Evaluation of Dose-Response Relationship of Permeation Enhancer Isopropyl Myristate Release on Drug Release: Release Enhancement Efficiency and Molecular Mechanism.

Abstract

The objective of this study is to investigate the dose-response relationship between various concentrations of permeation enhancers (PEs) and their ability to enhance drug release from a polymer matrix, utilizing an innovative parameter known as release enhancement efficiency (K).

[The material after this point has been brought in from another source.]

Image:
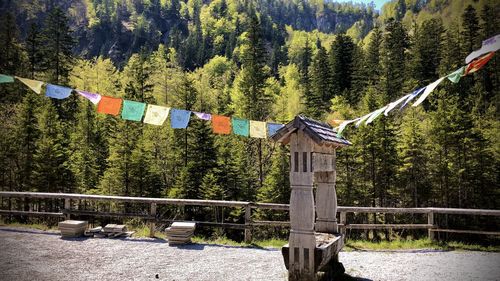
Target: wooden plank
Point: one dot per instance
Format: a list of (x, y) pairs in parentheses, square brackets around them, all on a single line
[(430, 221), (271, 223), (388, 226), (29, 213), (323, 162), (152, 213), (167, 201), (466, 231), (271, 206), (248, 223)]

Additionally, the molecular mechanism underlying dynamic enhancement was also examined. Isopropyl myristate (IPM) was used as model enhancer and zolmitriptan (ZOL) was used as model drug to investigate dose-effect relationship in pressure sensitive adhesives (PSA). The release behavior of the PEs was determined by LC-MS/MS and verified by confocal laser scanning microscopy (CLSM). The enhancing effect of the PE on ZOL release was evaluated through in vitro release experiments and further validated by pharmacokinetics study. And the molecular mechanism was characterized with thermal analysis (DSC), Fourier transform infrared spectroscopy (FT-IR) and molecular dynamics simulation. K was 0.156, 0.286 and 0.279 at 3%, 6% and 9% IPM concentrations, indicating that the enhancement efficiency reached the maximum when the 6% IPM was applied. According to the mechanism research results, the fluidity of PSA increased linearly with the increase of IPM concentrations, but the interaction between IPM and ZOL reached its strongest point at 6%. In summary, the increase of K value (from 0 to 6% IPM content) was caused by the synergy of increased mobility of PSA and interaction (dipole-dipole and hydrogen-bond) among three components, and when the above two actions were in antagonistic, K no longer increased (6-9% IPM content).